Der vorsitzende Richter Rosenbusch erklärte am Donnerstag, die vier Nebenkläger seien Bewohner des Hauses gewesen und daher Verletzte im Sinn des Gesetzes. Sie seien - bis zum Widerruf in der vergangenen Woche, durch Vollmachten ordnungsgemäß als Nebenkläger legitimiert gewesen.

"Erlauben Sie mir noch einen Hinweis", sagte Rosenbusch. Sogar das Verfahren in München um die Taten des Nationalsozialistischen Untergrunds und die Angeklagte Beate Zschäpe sei fortgesetzt worden, nachdem dort bekannt geworden war, dass eine der Nebenklägerin gar nicht existierte.

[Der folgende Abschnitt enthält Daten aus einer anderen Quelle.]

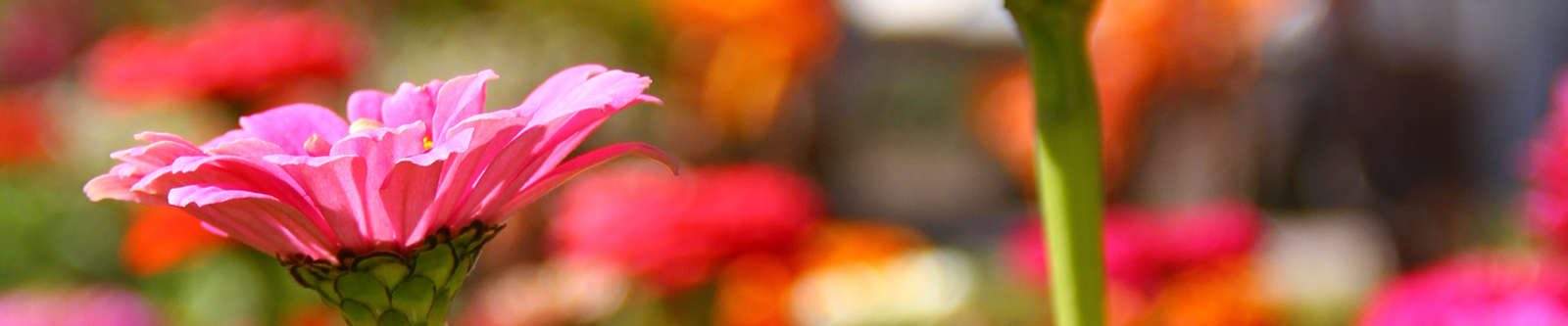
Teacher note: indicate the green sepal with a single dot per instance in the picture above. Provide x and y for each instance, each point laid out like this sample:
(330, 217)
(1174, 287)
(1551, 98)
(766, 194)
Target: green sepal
(383, 287)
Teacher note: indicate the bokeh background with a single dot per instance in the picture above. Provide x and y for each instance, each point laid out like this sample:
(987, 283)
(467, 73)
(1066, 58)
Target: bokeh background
(846, 162)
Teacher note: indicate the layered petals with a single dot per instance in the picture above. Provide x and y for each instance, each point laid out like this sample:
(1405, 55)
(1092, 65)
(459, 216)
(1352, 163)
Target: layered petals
(300, 180)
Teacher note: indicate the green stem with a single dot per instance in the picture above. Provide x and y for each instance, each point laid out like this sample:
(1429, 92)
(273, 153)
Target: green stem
(1066, 153)
(397, 289)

Das Gericht lehnte auch den Antrag ab, die vier Nebenkläger aus der Elfenbeinküste als Zeugen zu hören. Sie sollten nach Vorstellung der Verteidigung schildern, wie sie von Anwälten Vollmachten für den Prozess vorgelegt bekamen, obwohl sie das gar nicht gewollt hätten.